NIV with CPAP decreased pulse pressure in patients with stable CHF. Future clinical trials should investigate whether this effect is associated with improved clinical outcome.

摘要

背景

心力衰竭(HF)患者存在左心室功能障碍且平均动脉压(MAP)降低。肾上腺素能驱动增加会导致血管收缩和血管阻力,以维持MAP,同时增加外周血管阻力和管道血管僵硬度。脉压(PP)升高反映了心脏与动脉和静脉系统之间的复杂相互作用。PP升高是慢性心力衰竭(CHF)患者的重要风险标志物。无创通气(NIV)已用于急性失代偿性HF,通过呼吸和血流动力学效应改善充血和通气。然而,这些研究均未报告NIV对PP的影响。

目的

本研究的目的是确定持续气道正压通气(CPAP)的NIV对CHF门诊患者PP的急性影响。

方法

按照双盲、随机、交叉和安慰剂对照方案,23例CHF患者(17例男性;60±11岁;体重指数29±5kg/cm²,纽约心脏协会II级、III级)在卧位通过鼻罩接受CPAP治疗30分钟。

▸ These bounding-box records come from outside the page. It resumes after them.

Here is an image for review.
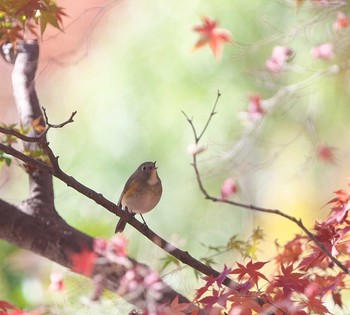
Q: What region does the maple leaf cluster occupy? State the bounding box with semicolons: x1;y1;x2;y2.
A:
194;190;350;315
0;0;66;47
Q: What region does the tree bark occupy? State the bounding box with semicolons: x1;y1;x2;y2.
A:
0;40;197;309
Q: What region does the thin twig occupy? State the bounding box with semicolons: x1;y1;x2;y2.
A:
184;92;349;274
0;107;77;143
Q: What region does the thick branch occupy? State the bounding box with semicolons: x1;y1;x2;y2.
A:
12;40;60;219
0;199;193;309
0;143;237;287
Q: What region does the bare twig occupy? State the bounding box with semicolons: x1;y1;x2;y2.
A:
183;92;349;274
0;107;77;143
0;139;237;288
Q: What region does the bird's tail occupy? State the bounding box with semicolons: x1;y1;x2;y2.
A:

面罩压力为6cmH₂O,而安慰剂固定在0-1cmH₂O。在安慰剂和CPAP模式之前、期间和之后评估PP和其他无创血流动力学变量。

结果

CPAP降低静息心率(治疗前:72±9;治疗后5分钟:67±10次/分钟;p<0.01)和MAP(CPAP:87±11;对照:96±11mmHg;治疗后5分钟p<0.05)。CPAP降低PP(CPAP:治疗前47±20至治疗后38±19mmHg;对照:治疗前42±12mmHg至治疗后41±18mmHg,治疗后5分钟p<0.05)。

结论

CPAP的NIV降低了稳定CHF患者的脉压。未来的临床试验应研究这种效应是否与改善临床结局相关。